Role-playing game supplement

The Book of Crafts is a supplement published by White Wolf Publishing in 1996 for the fantasy role-playing game Mage: The Ascension.

==Contents==
The Book of Crafts is a sourcebook describing Crafts — independent groups of mages outside the established groups outlined in the Mage: The Ascension rulebook. They include:
- Wu-Keng and Wu-Lung of China
- Hem-Ka Sobk of Egypt
- Amazonian Sisters of Hippolyta
- the fallen Solificati, now known as the Children of Knowledge
- a sect within the Templars
- Kopea Loei of Hawaii
- Bata'a

The history, culture, beliefs, organization, practices, traditions and magical style of each Craft are detailed.

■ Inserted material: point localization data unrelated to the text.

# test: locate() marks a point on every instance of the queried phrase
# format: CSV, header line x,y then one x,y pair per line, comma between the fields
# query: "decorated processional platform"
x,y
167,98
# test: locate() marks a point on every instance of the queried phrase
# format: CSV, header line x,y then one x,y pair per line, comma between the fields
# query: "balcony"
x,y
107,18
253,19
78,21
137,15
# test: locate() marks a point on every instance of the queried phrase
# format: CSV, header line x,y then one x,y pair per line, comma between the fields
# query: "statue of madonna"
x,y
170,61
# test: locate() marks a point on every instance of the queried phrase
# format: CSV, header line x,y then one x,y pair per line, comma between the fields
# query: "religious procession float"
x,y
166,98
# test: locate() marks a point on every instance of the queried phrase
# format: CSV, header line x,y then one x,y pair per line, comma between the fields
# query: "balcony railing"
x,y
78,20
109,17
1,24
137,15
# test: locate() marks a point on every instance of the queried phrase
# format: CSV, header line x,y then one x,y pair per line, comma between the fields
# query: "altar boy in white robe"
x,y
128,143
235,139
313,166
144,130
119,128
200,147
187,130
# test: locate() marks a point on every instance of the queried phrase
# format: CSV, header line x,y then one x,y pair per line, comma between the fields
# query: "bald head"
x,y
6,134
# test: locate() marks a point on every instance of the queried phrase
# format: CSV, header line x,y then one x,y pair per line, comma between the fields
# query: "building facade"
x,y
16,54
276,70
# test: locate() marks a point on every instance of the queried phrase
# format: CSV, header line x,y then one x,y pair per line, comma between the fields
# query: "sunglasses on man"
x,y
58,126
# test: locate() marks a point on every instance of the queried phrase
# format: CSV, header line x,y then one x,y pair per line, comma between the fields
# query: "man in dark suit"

In addition, a variety of spells developed by each Craft is documented.

==Production==
The Book of Crafts was designed by Aron Anderson, Phil Brucato, James Estes, Looking Eagle, Deena McKinney, Wade Racine, Andrew Ragland, Derek Pearcy, Kathleen Ryan, and Lucien Soulban, with interior artwork by James Daly, Pia Guerra, Anthony Hightower, Mark Jackson, Robert Macneil, Shea Anton Pensa, Alex Sheikman, and Ron Spencer, and cover art by Ash Arnett and Matt Milberger.

The Book of Crafts was released by White Wolf Publishing in September–October 1996, as a 144-page softcover book. It has since then also been released as an ebook.

==Reception==
In the Christmas 1996 edition of Arcane (Issue 14), Adam Tinworth liked the book, saying that the new Crafts "are thoughtfully, deeply and, most of all, readably covered." Timworth thought the book had "a multitude of potential uses in a Mage game." However, he pointed out that " to make the most of this book, as with many other recent Mage releases, you're going to need several other sourcebooks." He concluded by giving the book an above average score of 8 out 10, saying, "In a game as dominated by idea and cultural belief as Mage, a book this rich in both is invaluable. While none of the Crafts are as easy to use as those presented in the main rules, for an experienced Mage group this is a pretty essential purchase"

In the September 1997 edition of Dragon (Issue #239), Rick Swan liked the book, giving it an above average rating of 5 out of 6, and saying "Mage aficionados should find The Book of Crafts a delight; the factions described here are more appealing — and more gruesome — than those in the Mage rulebook.